ROMA – In occasione dell’inizio del periodo di sperimentazione delle pistole elettriche Taser in 12 città, il direttore generale di Amnesty International Italia Gianni Rufini ha scritto al prefetto Franco Gabrielli, capo della Polizia, esprimendo una serie di preoccupazioni riguardo all’introduzione di tale misura. Pur riconoscendo che la Taser sia un’arma utile, più sicura di molte altre armi o tecniche utilizzate per bloccare individui pericolosi e aggressivi, in non pochi casi nei paesi in cui è già in uso risulta impiegata nei confronti di persone vulnerabili o che non rappresentano una minaccia seria e immediata per la vita o per la sicurezza degli altri.

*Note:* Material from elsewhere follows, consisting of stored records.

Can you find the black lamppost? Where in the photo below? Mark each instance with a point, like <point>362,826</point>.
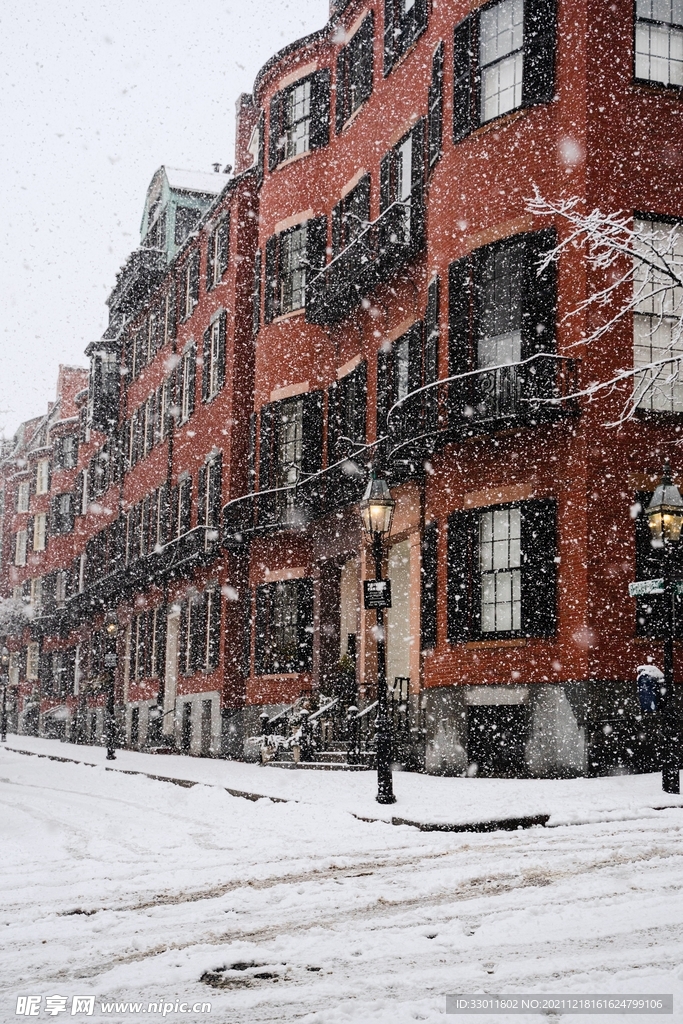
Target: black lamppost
<point>4,673</point>
<point>377,512</point>
<point>111,633</point>
<point>665,517</point>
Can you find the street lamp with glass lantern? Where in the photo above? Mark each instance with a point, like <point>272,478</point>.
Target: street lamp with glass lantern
<point>111,633</point>
<point>4,673</point>
<point>377,512</point>
<point>665,517</point>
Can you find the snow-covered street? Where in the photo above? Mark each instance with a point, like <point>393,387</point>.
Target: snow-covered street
<point>132,889</point>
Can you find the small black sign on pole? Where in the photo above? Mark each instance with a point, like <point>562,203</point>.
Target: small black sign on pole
<point>377,593</point>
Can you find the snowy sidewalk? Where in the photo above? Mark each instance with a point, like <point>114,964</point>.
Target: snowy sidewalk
<point>423,800</point>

Una sperimentazione analoga a quella in programma in Italia e svolta in Olanda nel 2017 ha rivelato come in circa la metà dei casi, le persone siano state colpite dalla Taser quando erano già ammanettate, dentro un veicolo o una cella di polizia e in celle separate negli ospedali psichiatrici, in ogni caso senza che il loro comportamento costituisse una seria minaccia.
Negli Usa e in Canada, dove la Taser è utilizzata da quasi 20 anni, il numero delle morti direttamente o indirettamente correlate a quest’arma ha superato il migliaio. Nel 90 per cento dei casi, le vittime erano disarmate. Gli studi medici a disposizione sono concordi nel ritenere che l’uso delle pistole Taser abbia avuto conseguenze mortali su soggetti con disturbi cardiaci o le cui funzioni, nel momento in cui erano stati colpiti, erano compromesse da alcool o droga o, ancora, che erano sotto sforzo, ad esempio al termine di una colluttazione o di una corsa.
Alla luce di questi dati, Rufini ha chiesto al prefetto Gabrielli se, prima di mettere a disposizione delle forze di polizia le Taser, sia stato effettuato uno studio sui rischi per la salute e garantita una formazione specifica e approfondita per gli operatori che ne verranno dotati, in linea con gli standard internazionali e in particolare con i Principi guida delle Nazioni Unite sull’uso delle armi da fuoco da parte degli agenti di polizia. Una maggiore trasparenza sulle modalità di utilizzo, su limiti e precauzioni e sulla formazione ricevuta dagli agenti di polizia garantirebbe, secondo Rufini, un maggior livello di fiducia nell’utilizzo di tali strumenti anche da parte dei cittadini stessi.
“La conseguenza più grave che vediamo nel lungo termine è che le Taser vengano usate come arma di routine per far rispettare la legge in assenza di una minaccia di lesioni gravi o morte, dunque in modo non conforme agli standard internazionali sui diritti umani”, conclude nella lettera Rufini.